A Slow-Motion Answer To the Stone-Boat Question

THE boy on the radio who says "Right now!" with such persistent immediacy had finished with his erroneous thunder showers and told us the policeman who investigated the motorcycle accident had decided speed was a factor. This is altogether possible, and some recognition should be accorded that policeman for reaching such a conclusion between the time of the accident yesterday and the morning broadcast today.

Years ago, according to competent authority that was then and there in attendance (right then, that is), Miss Gilhooley, who was teaching all grades at the Fisher Brook School, was putting the fifth grade through some research in physics. The other seven grades were listening, and Miss Gilhooley had the rapt attention of all when she came to the word kinetics.

"What kind of vehicle," she asked, "would be least likely to be affected by centrifugal or centripetal force?"

Those were certainly the good old days. The scholars were all farm children and they walked to school every morning with a dinner bucket in hand. And Miss Gilhooley was fresh out of normal school and got 50 cents extra each winter day for coming in early to build a fire in the ram-down wood stove. This fire was not primarily meant to warm the scholars, as they could keep on their mackinaws and mittens, but was essential for keeping the dinners from freezing.

Anybody who thinks hot lunches are a modern invention of educational experts certainly never experienced a fried egg or baked-bean sandwich that was on the dinner bucket shelf behind the stove in a rural school from opening prayer to noonin'.

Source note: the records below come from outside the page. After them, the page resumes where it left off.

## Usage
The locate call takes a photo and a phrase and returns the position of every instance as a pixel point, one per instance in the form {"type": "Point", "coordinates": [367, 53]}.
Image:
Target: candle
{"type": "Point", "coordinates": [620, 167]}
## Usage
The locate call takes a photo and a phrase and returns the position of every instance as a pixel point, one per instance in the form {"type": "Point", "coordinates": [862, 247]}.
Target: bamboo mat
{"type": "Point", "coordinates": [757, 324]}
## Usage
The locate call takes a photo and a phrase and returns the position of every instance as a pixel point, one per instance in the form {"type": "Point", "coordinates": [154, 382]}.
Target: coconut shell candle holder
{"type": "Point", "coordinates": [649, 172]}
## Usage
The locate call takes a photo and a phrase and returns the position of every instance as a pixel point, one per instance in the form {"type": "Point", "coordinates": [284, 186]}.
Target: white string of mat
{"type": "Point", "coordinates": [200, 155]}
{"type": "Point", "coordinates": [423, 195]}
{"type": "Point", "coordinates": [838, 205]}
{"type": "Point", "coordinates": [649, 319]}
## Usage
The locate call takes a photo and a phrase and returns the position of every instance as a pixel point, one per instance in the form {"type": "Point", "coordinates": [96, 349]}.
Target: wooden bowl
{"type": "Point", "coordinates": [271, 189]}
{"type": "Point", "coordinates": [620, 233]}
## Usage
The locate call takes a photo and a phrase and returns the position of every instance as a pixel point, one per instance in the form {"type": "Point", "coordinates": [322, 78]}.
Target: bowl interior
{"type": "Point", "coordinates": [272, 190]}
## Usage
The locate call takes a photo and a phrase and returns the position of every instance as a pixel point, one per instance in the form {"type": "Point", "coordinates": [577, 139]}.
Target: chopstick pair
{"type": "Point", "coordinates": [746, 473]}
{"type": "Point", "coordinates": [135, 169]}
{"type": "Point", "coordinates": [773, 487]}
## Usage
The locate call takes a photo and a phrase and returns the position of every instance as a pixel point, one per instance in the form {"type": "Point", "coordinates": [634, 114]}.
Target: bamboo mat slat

Miss Gilhooley was the teacher who liked to be warm, and because the superintendent felt she was burning too much wood, he suggested she consider woolen drawers. These were so very much the good old days that Miss Gilhooley didn't report this to a congressional committee, and it passed entirely unnoticed in the cultural annals of our backward community.

But what I was about to say is that in her inculcations about kinetics, Miss Gilhooley did ask the class what sort of vehicle would not be likely to tip over if operated at high speed. And she called on Worthington Willoughby Wellington, who was called Punky and whose father had the Hardscabble Farm on the Skunk's Misery Road and did blacksmithing.

Worthington, or Punky, rose from his seat, arranged his feet orderly in the aisle, faced Miss Gilhooley with his hands at his sides, and gave the matter thought with his head atilt. In this meditative posture you could see that every possibility was being considered. Punky grew up, graduated from Columbia, had his law degree from Harvard, and was chief justice of our state law court. But right then he was thinking about kinetics.

And having thought, he made an answer. He said, "A stun bo't." I have rendered it here in the vernacular as best I can. What Punky meant was a stone boat. "Stun" for stone is all right, but only along the tidal influences in Maine will you get the "bo't" for boat. It isn't quite "but," but it's closer to "but" than it is to "boat," and it rhymes with "goat" and "shoat," as in Curly Foster's evening remark at Pott's Point: "Well, I see it's time to put on my coat and mosey down the road to see the boat come in."

A stone boat is not a boat, and it is not made of stone. It is, and perhaps we should say was, a drag or scoot, as different from a vehicle with wheels or runners. Four or five red oak planks, some six-feet long, would be attached side by side, and a blacksmith would make a turned-up plate across the front. A chain ran from this plate to the yoke on some oxen, and as the oxen pulled, the stone boat was dragged across the field. Rocks, heaved up by winter, were picked up by the farmer, tossed on the stone boat, and taken to the end of the tilled field to be added to the "stun" wall. That's how New England stone walls got built, and every winter would heave up more rocks.

Oxen and horses were trained to verbal commands, and the walking farmer could start and stop his animals by sucking through his teeth. Rocks too big to lift or roll onto the boat were left for last, when the farmer "called on" and somebody came to help him.

There was never an instance, in the entire history of the stone-boat era, that speed ever came to mind in relation to a stone boat. There is nothing to support the whimsey that a stone boat ever tipped over. And there is nothing whatever in the long history of theoretical, practical, and imaginary kinetics to support any contention that Worthington Willoughby Wellington was wrong when he answered Miss Gilhooley as he did.

The fact is that Miss Gilhooley told all over town what Punky had said, and it was at once considered so apt that it became the established answer for any question, whether related to kinetics or not. Even today, children who have no reason to know why will go to the university and when confronted by a puzzler in an examination will set down, "A stone boat." This is known to the faculty as the Gilhooley question.

When I had my grandfather's old farm, back along, a water-power dam washed out in the spring freshet, and rocks in great quantity were needed to rebuild the dam. The contractor approached me, and I sold him all he wanted. He came with heavy equipment and hauled rocks for about two weeks. Every rock he took had been taken out of our 10-acre field on a stone boat. And not at high speed.